We invite all members of the University to contribute to this column, but we are not responsible for the sentiments expressed. Every communication must be accompanied by the name of the writer.

To the Editors of the CRIMSON:

A visitor to the University was lately heard to express surprise that he had seen undergraduates who were introduced to one another in his presence on one day pass by in each other's sight on the next without the exchange of a common greeting or the slightest act of recognition. To the aspersions "Harvard indifference" and "Harvard snobbery" we are not inclined to accredit a greater basis in fact than to the myriad of similar slanders made against every university by shallow phrase-makers with more time than ideas at their disposal. But it ought to be our care that not a single instance of behavior should occur in our midst to act as an exception to the rule which should need no proving: that courtesy no less than intelligence is a part of our acquirement. That such incidents ever happen we should, attribute, not to meanness of spirit, but, rather to the carelessness of youth and to the very young man's desire soon to be considered mature, serious or buried in thought. It is his belief that, since it would be weak for him to make the first advance, it is better to rouse a man's cough by the chilliness of his presence than by a hearty slap on the back. The baneful effect of such a habit of mind upon the individual and upon the spirit of the institution is not difficult to see. With diffidence and deservedness carried to an extreme, the opportunities to appreciate new sides in the nature of an acquaintance--which are only to be discerned after considerable time and may be of a sort to make him a fast friend--are thrown away; and the splendid discipline that comes to the man who weeds out ill founded prejudices is not gained.
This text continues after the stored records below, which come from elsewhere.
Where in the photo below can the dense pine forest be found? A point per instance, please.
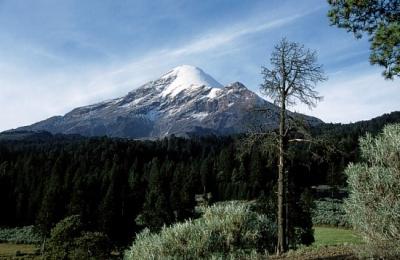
(120, 186)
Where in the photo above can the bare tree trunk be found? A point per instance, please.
(281, 245)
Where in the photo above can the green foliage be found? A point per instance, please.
(329, 212)
(224, 229)
(373, 206)
(20, 235)
(68, 240)
(44, 177)
(379, 19)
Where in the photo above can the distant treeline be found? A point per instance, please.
(119, 186)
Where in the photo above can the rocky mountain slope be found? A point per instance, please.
(184, 101)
It is one of the priceless advantages of a large university that, by reason of its size, it affords its students a greater chance to choose their friends with good taste and discretion. And it is every man's privilege, if not the secret of his happiness, that he may restrict the circle of his intimates to those whose tastes square with his own and to whom he can look for all around betterment. But if we are to think of him as one who never inflicts pain, the gentleman cannot retain his integrity and let pass unnoticed the acquaintance whose hand he has over grasped and who is one with him in a great and, as we are fond of thinking, an ideal society of scholars. UNDERGRADUATE.